In Deutschland gebe es keine wirtschaftlich nutzbaren Uranvorkommen, so dass 100 Prozent dieses Rohstoffes importiert werden müssten. Außerdem werde die Atomkraft ausschließlich für die Gewinnung von Strom eingesetzt, während die kürzlich in Gefahr geratene Erdgasversorgung vor allem der Erzeugung von Wärme diene.

"Die ganze Diskussion entbehrt daher jeder vernünftigen Grundlage. Da sollte scheinbar die Gelegenheit genutzt werden, die Interessen deutscher Energiekonzerne durchzusetzen, denen sich die PolitikerInnen der Union offenbar verpflichtet fühlen", so König. "Mit falschen Argumenten werden die Ängste der Menschen vor einer Energiekrise geschürt und die Atomkraft als scheinbare Patentlösung angeboten.
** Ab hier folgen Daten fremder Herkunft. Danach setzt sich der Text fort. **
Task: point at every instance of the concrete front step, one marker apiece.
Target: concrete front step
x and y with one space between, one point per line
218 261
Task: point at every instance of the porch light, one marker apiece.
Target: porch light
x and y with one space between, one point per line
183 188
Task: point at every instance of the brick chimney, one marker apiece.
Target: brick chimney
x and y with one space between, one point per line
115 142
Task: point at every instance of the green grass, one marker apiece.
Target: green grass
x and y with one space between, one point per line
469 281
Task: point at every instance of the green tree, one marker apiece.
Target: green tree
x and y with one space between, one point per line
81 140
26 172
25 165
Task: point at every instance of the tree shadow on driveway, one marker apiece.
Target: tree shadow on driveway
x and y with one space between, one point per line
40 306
Es ist eine Schande, dass nun wieder ideologische Grabenkämpfe geführt werden, die längst überstanden waren."

Naturfreunde: "Koalitionsvertrag umsetzen"

Die NaturFreunde Deutschlands forderten, "die energiepolitischen Festlegungen des Koalitionsvertrages konsequent umzusetzen. Eine "verlängerte Restlaufzeit" von Atomkraftwerken bliebe "einer Tonnenideologie des letzten Jahrhunderts verhaftet". Energieeffizienz und Energieeinsparung dagegen kämen gleichermaßen Umwelt, Arbeitsplätzen und Verbrauchern zu Gute.

"Statt Atomdebatten von Gestern zu führen, sollten sich Politik und Energiewirtschaft darauf konzentrieren, die Energieproduktion effizienter zu machen", meint Hans-Gerd Marian von den Naturfreunden. Wer industrielles Wachstum wolle, müsse auf energiesparende Techniken und Einsparung von Energie- und Materialverbrauch in der Produktion setzen. Stoiber, Oettinger und Koch hätten anscheinend das Debakel von Wackersdorf und die Katastrophe von Tschernobyl vor zwanzig Jahren wieder ausgeblendet, "wenn sie auf den vermeintlich billigen Jakob der Kernkraft setzen".

Programme zur Förderung von Energieeffizienz sind dagegen nach Auffassung der NaturFreunde volkswirtschaftlich intelligent. Kommende Entscheidungen müssten auf Energieeinsparung, Erneuerbare Energien und Kraft-Wärme-Kopplung setzen. Dieser zukunftweisende Weg biete: "Ausbau von Beschäftigung und der Spitzenposition im Technologiewettbewerb, steigende Unabhängigkeit von Rohstoffmärkten und Klimaschutz". Zum Beispiel müssten Einsparmöglichkeiten im Gebäudebestand besser genutzt und die Altbausanierung stärker gefördert werden.